Faz-se necessário evitar, nesses julgamentos, a introdução e consideração de
elementos relacionados com o gozo dos benefícios, por parte do sentenciado, que devem
ser alheios à concessão da sentença. A lei italiana referida, pelo contrário, adotou uma
postura inversa alinhando-se na mesma direção existente em outras legislações.

Tornar irrelevante os benefícios com a intenção de valorizar o comportamento no
julgamento da sentença e disciplina, parece tirar do condenado a oportunidade de obter
uma “permissão”, é uma forma rigorosa e coerente de evitar distorções e
instrumentalizações na motivação do sentenciado, o mesmo que a confusão entre oferta e
imposição (de fato) dos benefícios e entre funções de ordem interna e funções de
reintegração. Sendo um exercício de direito, seu gozo não pode ser objeto de uma
negociação que possa alterar e reduzir o sentido verdadeiro.


Em contrapartida, a avaliação do comportamento do sentenciado, com o intuito de
lhe conceder benefícios, não pode limitar-se a ausência de infrações; mas pode estenderse a elementos positivos como o trabalho, a prestação de serviços socialmente úteis a
coletividade. Isso significa que nessa fase da decisão judicial, a sentença condenatória
pode transformar-se de troca negativa (infração/pena) em intercâmbio positivo (bom
comportamento/liberdade).

d-) Critérios de realinhamento e diferenciação dos programas, independentemente
das classificações tradicionais e de diagnoses “criminológicas” de origem
positivista

Ultrapassando critérios tradicionais de diagnose criminológica e de classificação
dos sentenciados, os critérios de seleção e realinhamento devem orientar-se por quatro
objetivos:

1-) Facilitar a interação do apenado com a família e sua comunidade;

2-) Reduzir as assimetrias na relações entre os detidos, tendo em conta a força relativa do
contrato social e de sua vulnerabilidade física e psíquica;

3-) Otimizar as relações pessoais com o intuito de melhorar o clima social da prisão e de
obter espaços amplos de solução coletiva de conflitos e problemas que evitem soluções
violentas e autodestrutivas e

4-) Possibilitar uma diferenciação racional dos programas e benefícios baseados nas suas
(do sentenciado) necessidades e demandas.
A clemência e a possibilidade mesma das decisões segundo esses critérios
dependerão em boa medida da idoneidade das estruturas logísticas e de sua distribuição
territorial.

e-) Extensão simultânea dos programas a toda população carcerária, não distinção
entre presos condenados e presos detidos à espera do julgamento.

O princípio da não interferência entre pena/disciplina e reintegração social
possibilita a superação das dificuldades e contradições que surgem quando há
sobreposição dos dois contextos, a respeito do “tratamento” reservado aos presos já
condenados e àqueles a espera do julgamento definitivo.

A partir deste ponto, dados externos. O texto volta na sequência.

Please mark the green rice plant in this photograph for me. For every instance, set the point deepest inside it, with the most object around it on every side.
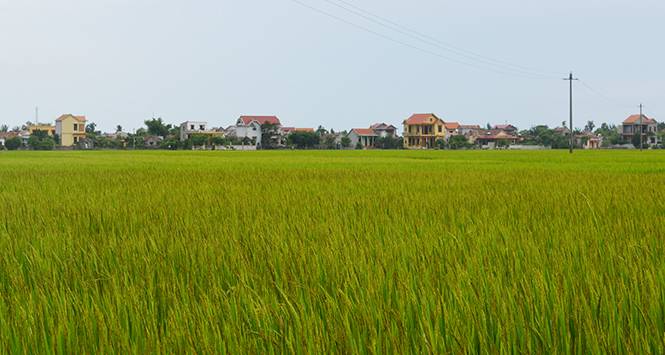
(363, 252)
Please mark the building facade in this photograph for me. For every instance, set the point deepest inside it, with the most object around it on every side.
(421, 130)
(70, 128)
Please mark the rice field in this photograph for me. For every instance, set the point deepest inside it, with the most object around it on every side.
(336, 252)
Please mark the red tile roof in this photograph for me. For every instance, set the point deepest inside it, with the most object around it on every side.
(364, 131)
(636, 118)
(8, 135)
(452, 125)
(422, 118)
(80, 118)
(261, 119)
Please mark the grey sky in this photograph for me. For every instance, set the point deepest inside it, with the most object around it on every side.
(120, 62)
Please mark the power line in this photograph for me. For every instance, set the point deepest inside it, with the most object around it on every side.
(441, 42)
(430, 41)
(605, 98)
(530, 76)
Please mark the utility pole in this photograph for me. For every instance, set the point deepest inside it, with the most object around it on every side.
(640, 127)
(570, 78)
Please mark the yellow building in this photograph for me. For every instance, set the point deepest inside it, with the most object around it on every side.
(421, 130)
(70, 128)
(47, 128)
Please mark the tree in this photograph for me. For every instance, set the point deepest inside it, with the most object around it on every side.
(345, 141)
(387, 142)
(157, 127)
(91, 127)
(635, 139)
(269, 131)
(303, 139)
(13, 143)
(198, 140)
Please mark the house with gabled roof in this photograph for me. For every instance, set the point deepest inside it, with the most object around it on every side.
(384, 130)
(250, 126)
(421, 130)
(365, 136)
(632, 124)
(70, 128)
(4, 136)
(561, 131)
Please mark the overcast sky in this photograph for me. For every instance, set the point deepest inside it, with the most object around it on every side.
(120, 62)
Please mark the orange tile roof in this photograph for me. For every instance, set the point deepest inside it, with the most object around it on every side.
(634, 118)
(261, 119)
(364, 131)
(80, 118)
(422, 118)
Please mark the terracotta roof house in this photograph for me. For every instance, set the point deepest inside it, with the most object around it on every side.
(464, 129)
(250, 126)
(6, 135)
(452, 127)
(561, 131)
(488, 137)
(508, 128)
(70, 128)
(365, 136)
(592, 142)
(632, 124)
(383, 129)
(421, 130)
(152, 141)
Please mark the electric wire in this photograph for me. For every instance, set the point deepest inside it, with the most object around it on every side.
(433, 42)
(530, 76)
(441, 42)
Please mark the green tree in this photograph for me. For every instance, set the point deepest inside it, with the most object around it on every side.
(635, 140)
(91, 128)
(157, 127)
(345, 141)
(13, 143)
(303, 139)
(269, 135)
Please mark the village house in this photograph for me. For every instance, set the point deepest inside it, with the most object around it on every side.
(631, 125)
(70, 128)
(250, 126)
(561, 131)
(152, 141)
(421, 130)
(591, 141)
(489, 138)
(508, 128)
(46, 128)
(4, 136)
(384, 130)
(189, 128)
(365, 136)
(464, 129)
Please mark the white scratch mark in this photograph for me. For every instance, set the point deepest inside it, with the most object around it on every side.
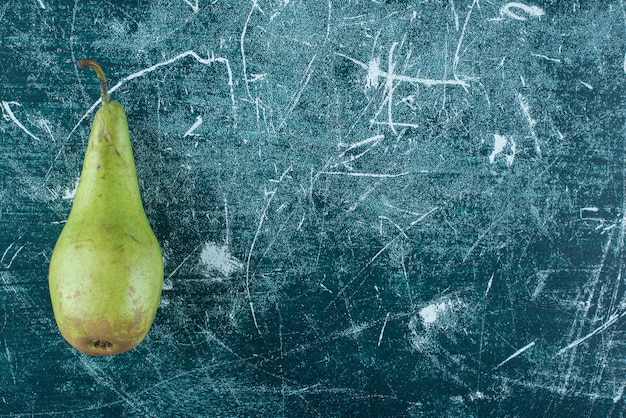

Se o tratamento é redefinido em
termos de benefícios e do livre exercício de direitos, não haverá, então, motivo para se
continuar excluindo o segundo grupo (que como se sabe é o mais numeroso) da
possibilidade do usufruto deles. Os programas poderiam diferenciar-se considerando-se
as necessidades e demanda, independentemente da “grande divisão”.

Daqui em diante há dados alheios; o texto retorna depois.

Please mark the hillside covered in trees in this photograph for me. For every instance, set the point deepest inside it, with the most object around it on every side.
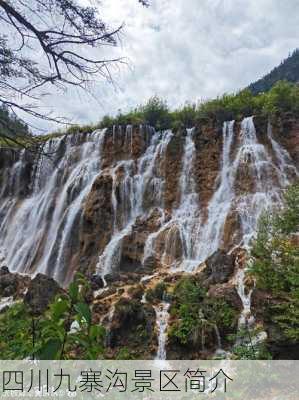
(287, 70)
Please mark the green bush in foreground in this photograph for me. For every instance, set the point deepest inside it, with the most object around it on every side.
(64, 331)
(275, 263)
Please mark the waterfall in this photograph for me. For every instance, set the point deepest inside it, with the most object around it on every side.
(129, 203)
(35, 232)
(162, 317)
(187, 216)
(41, 210)
(221, 201)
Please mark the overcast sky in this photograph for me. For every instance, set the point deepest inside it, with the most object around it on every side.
(187, 50)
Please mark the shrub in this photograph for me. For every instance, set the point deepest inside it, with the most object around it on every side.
(275, 263)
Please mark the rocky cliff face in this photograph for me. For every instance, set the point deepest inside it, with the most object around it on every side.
(131, 208)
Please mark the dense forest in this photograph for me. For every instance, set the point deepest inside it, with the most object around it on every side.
(287, 70)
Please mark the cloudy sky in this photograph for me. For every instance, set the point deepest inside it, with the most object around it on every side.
(187, 50)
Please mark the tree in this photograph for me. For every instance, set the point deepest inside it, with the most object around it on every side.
(65, 35)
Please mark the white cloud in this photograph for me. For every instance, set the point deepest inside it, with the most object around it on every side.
(187, 50)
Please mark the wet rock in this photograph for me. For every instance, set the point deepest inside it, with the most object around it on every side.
(96, 282)
(229, 293)
(133, 326)
(112, 277)
(97, 223)
(219, 267)
(12, 284)
(8, 283)
(41, 292)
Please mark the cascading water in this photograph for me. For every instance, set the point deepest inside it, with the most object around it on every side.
(131, 195)
(162, 317)
(39, 223)
(36, 231)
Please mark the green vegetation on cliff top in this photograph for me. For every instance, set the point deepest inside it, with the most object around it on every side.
(283, 97)
(275, 266)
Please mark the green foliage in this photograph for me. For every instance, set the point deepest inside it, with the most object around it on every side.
(124, 354)
(196, 314)
(275, 263)
(187, 308)
(156, 113)
(157, 292)
(53, 335)
(283, 97)
(247, 348)
(10, 125)
(287, 70)
(15, 333)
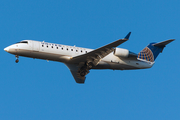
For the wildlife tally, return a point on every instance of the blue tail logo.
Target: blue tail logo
(151, 52)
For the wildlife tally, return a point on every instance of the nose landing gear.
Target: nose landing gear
(17, 60)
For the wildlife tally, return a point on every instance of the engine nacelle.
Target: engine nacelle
(120, 52)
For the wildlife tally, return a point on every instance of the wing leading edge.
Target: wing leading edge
(80, 65)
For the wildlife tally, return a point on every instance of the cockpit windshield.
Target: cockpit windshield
(23, 42)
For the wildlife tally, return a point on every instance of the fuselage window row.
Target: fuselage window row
(61, 48)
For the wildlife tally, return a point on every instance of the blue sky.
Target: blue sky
(37, 89)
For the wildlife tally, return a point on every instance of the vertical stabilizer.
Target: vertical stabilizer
(151, 52)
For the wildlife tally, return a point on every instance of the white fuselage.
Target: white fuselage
(64, 53)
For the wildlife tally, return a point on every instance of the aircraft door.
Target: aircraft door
(35, 46)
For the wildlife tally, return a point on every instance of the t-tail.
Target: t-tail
(151, 52)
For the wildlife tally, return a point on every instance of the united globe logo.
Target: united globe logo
(146, 54)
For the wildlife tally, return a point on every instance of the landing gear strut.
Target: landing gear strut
(17, 60)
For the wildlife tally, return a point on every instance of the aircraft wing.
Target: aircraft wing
(96, 55)
(80, 65)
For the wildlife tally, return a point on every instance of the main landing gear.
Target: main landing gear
(17, 60)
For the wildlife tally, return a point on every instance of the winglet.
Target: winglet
(164, 43)
(128, 35)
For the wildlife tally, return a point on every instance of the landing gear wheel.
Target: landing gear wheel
(83, 73)
(17, 60)
(90, 65)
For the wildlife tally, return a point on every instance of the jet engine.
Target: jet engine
(120, 52)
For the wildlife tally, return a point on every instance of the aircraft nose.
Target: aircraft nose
(6, 49)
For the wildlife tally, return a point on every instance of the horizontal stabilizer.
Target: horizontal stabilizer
(127, 36)
(164, 43)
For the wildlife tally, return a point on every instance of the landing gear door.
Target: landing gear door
(35, 46)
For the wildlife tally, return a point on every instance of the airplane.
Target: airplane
(81, 60)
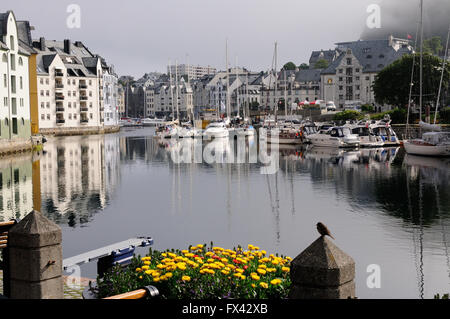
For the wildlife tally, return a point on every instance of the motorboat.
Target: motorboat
(367, 138)
(152, 121)
(337, 136)
(431, 144)
(216, 130)
(168, 131)
(384, 130)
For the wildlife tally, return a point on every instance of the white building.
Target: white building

f-) Alcance diacrônico dos programas. Continuidade das etapas na e pós-prisão.

Se os programas e benefícios são independentes do contexto punitivo/disciplinar,
seu conteúdo não necessita nem admite divisões rígidas nem soluções de continuidade
relativas a condição de sentenciado ou de ex-condenado quanto a seus direitos. Onde
fosse possível, os sentenciados poderiam eventualmente trabalhar em pequenos
hospitais e em outros programas fora da prisão, que permitiria uma concentração e o
deslocamento dela e facilitaria, ao mesmo tempo, a passagem do sentenciado a prisão à
vida e à assistência pós-prisão.

A continuidade estrutural dos programas nas duas etapas é, por sua vez, um fator
integrante de abertura recíproca e de interação entre a prisão e a sociedade, de
superação das rígidas barreiras estruturais entre as funções. No fim, ela é um momento

de mediação entre as duas dimensões da reintegração social: uma dirigida aos presos e
ex-detidos e a outra ao meio e estrutura social.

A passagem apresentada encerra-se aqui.